South Africa, unlike homogenous markets in the EU and the US, has a lot of complexities, in terms of share of wealth, income immobility, and financial stress.
I believe the opportunity for agencies will be to provide fashion houses entering the market with new, untapped local insights that will inform highly relevant communication.

The agencies that can get to this the fastest, big or small, will have a powerful role to play in fashion.


Read further in the October Edition of Fast Company

A little bit more about Keke:
Favourite city?

Kinshasa, D.R. Congo.

Never have I felt more alive in a city. From the motorbikes and 4x4s, to the constant traffic, to the lush forests, to the 20 000 bars, one of the highest concentrations in the world, every day is the weekend.

“Everything grows in the Congo.

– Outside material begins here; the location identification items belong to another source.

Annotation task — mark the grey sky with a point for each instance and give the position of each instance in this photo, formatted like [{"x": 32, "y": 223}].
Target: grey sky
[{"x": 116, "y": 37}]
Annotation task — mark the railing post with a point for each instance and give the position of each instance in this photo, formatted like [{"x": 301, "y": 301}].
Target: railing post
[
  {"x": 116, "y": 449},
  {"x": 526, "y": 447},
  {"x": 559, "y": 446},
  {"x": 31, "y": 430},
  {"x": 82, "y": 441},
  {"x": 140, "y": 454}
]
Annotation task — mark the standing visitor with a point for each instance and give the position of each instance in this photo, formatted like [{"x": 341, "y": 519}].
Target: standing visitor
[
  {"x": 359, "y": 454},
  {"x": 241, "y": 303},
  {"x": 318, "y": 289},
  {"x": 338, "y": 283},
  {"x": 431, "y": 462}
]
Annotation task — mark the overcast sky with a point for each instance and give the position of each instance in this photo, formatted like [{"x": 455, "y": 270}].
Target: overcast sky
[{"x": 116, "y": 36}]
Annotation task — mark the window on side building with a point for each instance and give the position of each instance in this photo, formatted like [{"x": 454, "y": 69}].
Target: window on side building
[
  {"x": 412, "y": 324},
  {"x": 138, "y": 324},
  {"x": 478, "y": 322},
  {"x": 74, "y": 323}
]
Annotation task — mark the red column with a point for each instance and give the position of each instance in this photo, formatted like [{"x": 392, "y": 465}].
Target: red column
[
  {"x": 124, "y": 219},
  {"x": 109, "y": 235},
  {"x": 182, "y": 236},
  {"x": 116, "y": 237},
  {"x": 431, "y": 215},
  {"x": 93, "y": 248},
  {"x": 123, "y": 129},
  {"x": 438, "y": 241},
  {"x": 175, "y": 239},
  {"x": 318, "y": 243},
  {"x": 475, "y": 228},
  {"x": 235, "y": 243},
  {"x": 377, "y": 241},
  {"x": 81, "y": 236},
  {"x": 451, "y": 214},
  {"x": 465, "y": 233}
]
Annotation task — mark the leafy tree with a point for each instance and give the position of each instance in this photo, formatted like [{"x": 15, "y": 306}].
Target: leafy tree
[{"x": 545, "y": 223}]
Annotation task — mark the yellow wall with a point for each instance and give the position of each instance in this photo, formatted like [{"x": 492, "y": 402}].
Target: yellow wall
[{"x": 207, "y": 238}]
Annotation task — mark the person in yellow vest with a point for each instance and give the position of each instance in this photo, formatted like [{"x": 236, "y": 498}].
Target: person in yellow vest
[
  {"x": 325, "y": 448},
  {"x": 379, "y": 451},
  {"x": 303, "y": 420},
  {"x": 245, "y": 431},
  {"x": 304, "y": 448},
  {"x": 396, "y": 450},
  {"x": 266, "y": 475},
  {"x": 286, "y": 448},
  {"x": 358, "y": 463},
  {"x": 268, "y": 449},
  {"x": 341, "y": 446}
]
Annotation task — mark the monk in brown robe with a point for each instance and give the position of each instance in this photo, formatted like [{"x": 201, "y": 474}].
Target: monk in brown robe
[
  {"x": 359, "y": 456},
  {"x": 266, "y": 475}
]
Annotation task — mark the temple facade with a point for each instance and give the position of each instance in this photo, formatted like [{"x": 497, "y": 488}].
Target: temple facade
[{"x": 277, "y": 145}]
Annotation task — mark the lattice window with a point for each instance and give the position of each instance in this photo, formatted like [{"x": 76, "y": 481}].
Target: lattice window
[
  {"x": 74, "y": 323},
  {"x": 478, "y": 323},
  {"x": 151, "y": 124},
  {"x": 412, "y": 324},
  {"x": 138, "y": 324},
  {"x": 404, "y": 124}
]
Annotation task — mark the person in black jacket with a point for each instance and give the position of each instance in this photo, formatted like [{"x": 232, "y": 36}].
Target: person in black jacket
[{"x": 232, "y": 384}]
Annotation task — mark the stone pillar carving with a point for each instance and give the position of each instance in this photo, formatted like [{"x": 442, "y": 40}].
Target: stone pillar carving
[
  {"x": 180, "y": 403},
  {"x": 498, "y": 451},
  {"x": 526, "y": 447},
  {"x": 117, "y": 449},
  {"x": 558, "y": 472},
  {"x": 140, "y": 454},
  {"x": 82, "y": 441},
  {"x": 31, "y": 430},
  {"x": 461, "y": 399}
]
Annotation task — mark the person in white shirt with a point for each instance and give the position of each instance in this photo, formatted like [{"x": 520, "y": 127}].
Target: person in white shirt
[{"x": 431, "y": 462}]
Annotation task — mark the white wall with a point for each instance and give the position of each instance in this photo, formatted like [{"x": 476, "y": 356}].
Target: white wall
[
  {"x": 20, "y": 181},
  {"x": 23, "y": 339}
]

Everything grows.”

Frank Ocean knows.

Favourite things at the moment?

Bury me in Our Legacy, and I pray my Aesop never runs out.

As far as artists go, I got to party with Neckface in Hong Kong a few months ago – was great to see him working, that was incredible.

Young Thug is my David Bowie, I love The Drums, and I’ve also been listening to Cosmo Pyke’s grime project – Ammi Boyz, quite a lot.

One Instagram account you could recommend?


Watch the “Russian Jenga” video.

The project that you are most proud of?

Heineken Presents, Edible Music, with Nicolaas van Reenen.

Got to do something that had truly never been done before with my friends, and we got a lot of industry recognition as a result, through PR and awards.

What are your plans for the rest of the year?

To finish it as well as it started.

I should probably take some leave soon.

Need to start planning my trip to Sweden. I’ll be spending some time being inspired by Scandinavian design and visiting the home of Our Legacy on Jakobsbergsgatan in Stockholm.